GlusterFS - 800TB and growing.

Discussion in 'Storage & Backup' started by elvis, Apr 1, 2013.

  1. ^catalyst

    ^catalyst Member

    Joined:
    Jun 27, 2001
    Messages:
    11,987
    Location:
    melbourne
    Great video!

    Love the 'Pretty lights looks like money well spent!' hahahah. Kudos, really, for being so open and sharing all of this.
     
  2. Daemon

    Daemon Member

    Joined:
    Jun 27, 2001
    Messages:
    5,471
    Location:
    qld.au
    Interesting interview elvis, thanks for sharing. It's always funny how different a business can be yet how similar the problems are.

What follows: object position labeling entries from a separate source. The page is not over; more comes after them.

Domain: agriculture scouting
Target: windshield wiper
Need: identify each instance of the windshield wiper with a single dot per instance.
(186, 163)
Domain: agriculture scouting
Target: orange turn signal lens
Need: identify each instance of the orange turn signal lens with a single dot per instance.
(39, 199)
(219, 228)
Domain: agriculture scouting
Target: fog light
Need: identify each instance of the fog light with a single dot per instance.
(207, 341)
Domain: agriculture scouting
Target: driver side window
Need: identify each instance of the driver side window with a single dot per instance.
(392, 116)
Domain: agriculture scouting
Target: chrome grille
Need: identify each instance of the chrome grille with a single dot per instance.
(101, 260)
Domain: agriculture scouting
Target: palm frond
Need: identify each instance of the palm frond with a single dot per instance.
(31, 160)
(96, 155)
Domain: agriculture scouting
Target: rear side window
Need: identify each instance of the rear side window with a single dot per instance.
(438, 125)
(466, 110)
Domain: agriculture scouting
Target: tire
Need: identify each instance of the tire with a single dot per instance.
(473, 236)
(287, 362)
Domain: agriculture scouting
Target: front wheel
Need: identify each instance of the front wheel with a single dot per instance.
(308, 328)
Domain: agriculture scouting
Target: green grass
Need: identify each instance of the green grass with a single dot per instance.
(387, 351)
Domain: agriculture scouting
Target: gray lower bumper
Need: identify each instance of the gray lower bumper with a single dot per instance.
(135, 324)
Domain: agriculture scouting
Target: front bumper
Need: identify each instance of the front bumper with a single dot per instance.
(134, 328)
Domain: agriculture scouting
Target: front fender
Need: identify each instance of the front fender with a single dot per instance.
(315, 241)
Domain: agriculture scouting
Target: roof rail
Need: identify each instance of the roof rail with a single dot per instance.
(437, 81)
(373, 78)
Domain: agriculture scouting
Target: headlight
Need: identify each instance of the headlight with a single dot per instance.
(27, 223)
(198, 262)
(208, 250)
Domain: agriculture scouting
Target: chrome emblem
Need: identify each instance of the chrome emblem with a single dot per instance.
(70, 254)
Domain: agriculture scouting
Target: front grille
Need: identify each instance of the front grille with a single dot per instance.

    High availability, scalable and high performance.... on a beer budget ;)

    We've just deployed a distributed compute and storage system (proprietary) on commodity hardware yet with high performance and high availability. Once we have a few more nodes online I'll run a few benchmarks and write up a mini elvis report :)
     
  3. OP
    OP
    elvis

    elvis Old school old fool

    Joined:
    Jun 27, 2001
    Messages:
    45,081
    Location:
    Brisbane
    Good stuff. Sharing this sort of stuff is good for the world. :thumbup:
     
  4. Mac

    Mac Member

    Joined:
    Aug 1, 2001
    Messages:
    762
    Great thread. Will read again. :thumbup:

    I skimmed through most parts but... The headline is 800TB, which is split into production/dev environments, and there's replication between the nodes, so of the headline 800TB, you have 'only' 200TB of 'actual' storage right?

    This is where we find out that I can't read/comprehend...
     
  5. gbp

    gbp Member

    Joined:
    Dec 8, 2011
    Messages:
    6
    I found this thread really interesting.. thanks for sharing elvis :thumbup:
     
  6. fastcloud

    fastcloud New Member

    Joined:
    Feb 8, 2015
    Messages:
    3
    Is the gluster still running?

    Hi Elvis, thanks for sharing such an insightful thread. Is the gluster still running now? How big has the capacity expanded?

    Would love to hear your update. We are planning to deploy gluster too in production environment.
     
  7. OP
    OP
    elvis

    elvis Old school old fool

    Joined:
    Jun 27, 2001
    Messages:
    45,081
    Location:
    Brisbane
    Yes, still running. It's seen us through half a dozen major features now, and we've got three very large films and TV series being pushed through it currently.

    Sadly, no. Our technical team is fighting hard for more space, but for some reason that's proving to be an uphill battle. I won't go into the details, but our storage requirements continue to grow, and I'd really hope our management can green light some upgrades soon.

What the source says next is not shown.